Zeitgewinn trotz längerer Strecke
„Das ist zwar knapp acht Kilometer länger“, erläutert Uwe Gierhan, jedoch betrage die Steigung nicht mehr als 12 Promille. Durch den Wegfall des Schiebens und eine höhere erlaubte Geschwindigkeit ergebe sich eine Zeitersparnis. Außerdem müsse man den „Intermodalverkehr“, zum Beispiel von Containern, nicht mehr über andere Strecken umleiten.
Auf Gleis 1 am Laufacher Bahnhof wartet ein 534 Meter langer Zug. „Wenn man von oben in die Waggons reinschaut, sehen die erst mal aus, als sei gar nichts drin“, kennt Thomas Hanna-Daoud sich aus. Weil das geladene Eisenerz so schwer sei, dürften die nur halb voll geladen werden. Um die 3480 Tonnen den Berg hochzubekommen, bedürfe es deshalb auch zweier Schiebeloks, „das gibt es nur hier“. Er ist Redakteur einer Eisenbahn-Zeitschrift und darf an diesem Mittwoch-Nachmittag auch auf dem Führerstand mitfahren.

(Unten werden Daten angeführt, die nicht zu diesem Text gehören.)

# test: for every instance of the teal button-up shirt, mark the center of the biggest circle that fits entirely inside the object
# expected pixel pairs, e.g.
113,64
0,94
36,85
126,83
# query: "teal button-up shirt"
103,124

Schröder rangiert seine Lokomotive an den Güterzug heran. Mehrmals pro Fahrt, bei jedem Fahrtrichtungswechsel, muss er den Führerstand wechseln, über einen schmalen Gang durch den Maschinenraum, vorbei an Aggregaten und Batterien. Zwischen der Schiebelokomotive und dem Güterzug wird keine feste Verbindung hergestellt.
Seine Lok und die seines Kollegen kuppelt Schröder jedoch aneinander, verbindet die Druckluftschläuche für die Bremsen. „Und hier ist die Schiebelok“, meldet er sich über Funk beim Fahrdienstleiter. Auch dessen Arbeitsstelle wird ab Donnerstagmittag nicht mehr benötigt. Heute jedoch prüft er noch, ob die Strecke frei ist und gibt den nun drei Lokführern den Befehl zum Losfahren. Der Lokführer der hinteren Schiebelok muss dabei zuerst „Leistung aufschalten“, dann ist die zweite Schiebelok an der Reihe. „Wir müssen hinten mehr schieben, als vorne gezogen wird“, erläutert Schröder. Die beiden Lokomotiven an der Zugspitze sind meist so aneinander gekuppelt, dass sie nur von einem Steuerstand gemeinsam geführt werden.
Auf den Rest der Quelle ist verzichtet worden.